Все знали, что она одна из наиболее образованных в Европе женщин, что она хорошо говорит и пишет на четырех языках, что она обладает тонким, проницательным умом. Она умела влиять на государственные дела своими советами и твердой, как алмаз, волей, перед которой склонялись не только министры, но и сам король. Она сумела поднять против изгнавшей Бурбонов республики кардинала Руффо, добившегося при содействии предводимой им орды горцев восстановления монархии. Она сумела распоряжаться, как своим рабом, английским адмиралом Нельсоном, очистить провинции от либералов и потопить в крови при помощи кардинала Руффо Партенопейскую республику.
Ко всем еще свежим воспоминаниям о казнях и избиениях, о разорениях, совершенных по воле этой трагической, но блистательной женщины, примешивались в странном противоречии с ними образы ее наиболее известных любовников – Гуаленго, герцога дела Режина, Актона, Рамеского, Сен-Клера. Ее закадычным другом была леди Гамильтон, одно имя которой вызывало чуть не фантастические представления о бесстыдной распущенности, о ночных оргиях, о необузданных минутных увлечениях.
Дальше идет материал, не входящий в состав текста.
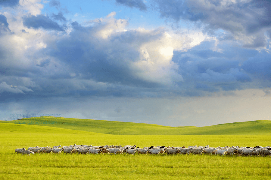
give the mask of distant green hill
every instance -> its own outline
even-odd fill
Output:
[[[14,124],[10,126],[7,125],[8,123]],[[76,130],[86,133],[121,135],[248,135],[253,134],[271,135],[271,121],[264,120],[204,127],[171,127],[151,124],[48,116],[0,121],[0,130],[2,132],[5,129],[7,130],[9,128],[14,128],[14,127],[17,130],[23,129],[26,131],[31,132],[34,130],[45,132],[55,130],[57,131],[56,132],[63,133],[68,132],[70,133],[75,132],[72,130]]]

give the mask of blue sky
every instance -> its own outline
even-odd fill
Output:
[[[2,1],[0,119],[270,120],[270,3]]]

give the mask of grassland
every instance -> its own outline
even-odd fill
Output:
[[[171,127],[151,124],[50,117],[0,121],[1,122],[24,123],[109,134],[214,135],[250,135],[253,133],[255,135],[268,135],[271,132],[271,121],[266,120],[235,122],[204,127]]]
[[[135,145],[140,147],[152,145],[188,146],[208,144],[213,147],[271,145],[271,133],[266,130],[270,128],[269,121],[217,125],[212,126],[215,128],[207,131],[210,127],[198,129],[196,127],[174,128],[138,124],[139,123],[135,124],[109,122],[110,123],[107,124],[108,122],[106,121],[69,120],[64,118],[62,121],[57,121],[58,120],[51,118],[36,120],[40,122],[56,121],[56,123],[50,124],[50,126],[43,123],[34,125],[31,123],[29,124],[14,124],[14,122],[1,121],[0,174],[2,179],[33,179],[40,177],[45,179],[67,178],[270,179],[270,157],[47,154],[27,156],[14,154],[15,149],[17,148],[74,144],[94,146]],[[90,121],[92,125],[88,127],[87,124]],[[116,131],[112,129],[115,128],[120,130]],[[184,130],[187,128],[189,130]],[[250,130],[251,133],[242,130],[243,129]],[[191,134],[189,132],[193,129],[195,135],[186,134]],[[224,133],[215,135],[214,132],[220,129]],[[174,130],[172,134],[158,135],[159,131],[166,132],[172,130]],[[129,130],[132,133],[124,134]],[[254,133],[259,131],[262,131],[262,134]],[[204,134],[206,132],[212,135]],[[153,132],[152,134],[150,132]],[[115,134],[112,134],[113,133]],[[137,135],[132,135],[133,134]]]

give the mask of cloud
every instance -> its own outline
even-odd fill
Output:
[[[161,17],[195,22],[211,32],[223,29],[230,32],[244,47],[264,48],[265,37],[269,31],[271,17],[270,3],[268,1],[212,0],[154,1]]]
[[[271,56],[264,52],[259,56],[251,57],[244,62],[242,68],[257,79],[267,81],[266,84],[271,81]],[[266,84],[267,85],[267,84]]]
[[[52,17],[55,20],[63,21],[67,21],[66,18],[63,16],[63,13],[61,12],[59,12],[57,14],[55,14],[54,13],[52,13]]]
[[[55,0],[51,0],[49,2],[49,6],[50,7],[55,7],[57,8],[60,8],[61,6],[60,2]]]
[[[22,90],[20,89],[20,88],[22,88],[24,90],[26,90],[27,91],[30,91],[30,89],[25,87],[21,87],[19,88],[16,86],[14,86],[12,85],[8,85],[5,82],[2,82],[0,84],[0,93],[5,91],[8,92],[24,94]]]
[[[44,15],[36,16],[30,15],[23,18],[23,25],[28,28],[38,29],[42,28],[45,29],[64,31],[64,29],[56,22]]]
[[[0,5],[4,7],[14,7],[19,4],[19,0],[5,0],[0,1]]]
[[[3,14],[0,14],[0,34],[2,32],[10,31],[8,28],[8,23],[7,18]]]
[[[130,8],[138,8],[141,10],[147,10],[147,6],[142,0],[116,0],[116,2]]]

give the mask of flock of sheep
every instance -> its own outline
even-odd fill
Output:
[[[134,154],[136,153],[143,154],[209,154],[210,155],[221,155],[225,154],[238,156],[252,155],[263,157],[265,156],[271,156],[271,147],[257,146],[254,148],[250,147],[239,147],[238,146],[229,147],[219,146],[217,147],[210,147],[209,146],[189,146],[186,148],[185,146],[182,147],[154,146],[144,147],[143,148],[136,148],[136,146],[93,146],[91,145],[76,144],[69,146],[61,147],[60,145],[54,146],[53,148],[49,146],[39,147],[29,147],[27,150],[24,148],[17,148],[15,150],[15,153],[20,153],[23,155],[27,154],[30,156],[31,154],[35,153],[55,153],[61,154],[79,153],[81,154],[120,154],[123,153]]]

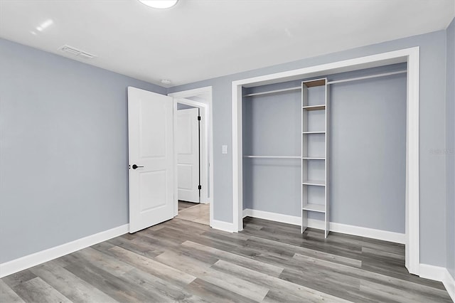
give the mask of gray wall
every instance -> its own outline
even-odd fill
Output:
[[[333,80],[403,70],[406,65],[398,64],[327,77]],[[300,83],[291,83],[245,93]],[[310,89],[310,95],[316,88]],[[406,75],[334,84],[330,90],[331,222],[405,233]],[[245,97],[244,155],[300,155],[300,91]],[[323,139],[322,134],[309,138],[321,142],[314,142],[321,147],[313,151],[314,156],[325,154]],[[316,173],[318,163],[310,164]],[[323,179],[323,165],[320,169],[322,175],[316,179]],[[243,174],[244,208],[300,216],[299,159],[244,159]],[[323,220],[314,213],[310,218]]]
[[[177,103],[177,110],[188,110],[188,108],[196,108],[196,107],[191,105],[187,105],[183,103]]]
[[[455,19],[447,28],[446,68],[447,269],[455,277]]]
[[[171,87],[168,92],[212,86],[214,218],[232,222],[232,81],[414,46],[420,47],[420,262],[446,265],[446,31],[384,42],[289,63]],[[222,154],[221,145],[228,154]]]
[[[128,223],[129,85],[0,39],[0,262]]]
Вот из каких сложных элементов, черных теней и ослепительного света, золота и грязи, капризов и железной воли, эпических предприятий и пошлых интриг, смелых до безумия проектов (которыми она чуть не увлекла даже Наполеона), из приятельских отношений с наисвирепейшими атаманами разбойничьих шаек складывался образ этой королевы. Она подобно своей матери Марии-Терезии могла бы сказать: я есмь король Мария-Каролина.
И эта-то именно сложность личности изумляла, подавляла массы. Каролина словно судьбу вызывала на бой. Чужеземное войско надвигалось для того, чтобы разрушить ее престол; ее муж обратился в бегство, а за ним, обуреваемые страхом, исчезли в Сицилию и ее сыновья, министры, сановники. А она сама, невозмутимая, пышная, присутствовала на ночном празднике карнавала, с королевской короной на голове, окруженная царственным величием, горделивая, властная и в то же время улыбающаяся, словно самодержавная монархиня, которой все должны уступать.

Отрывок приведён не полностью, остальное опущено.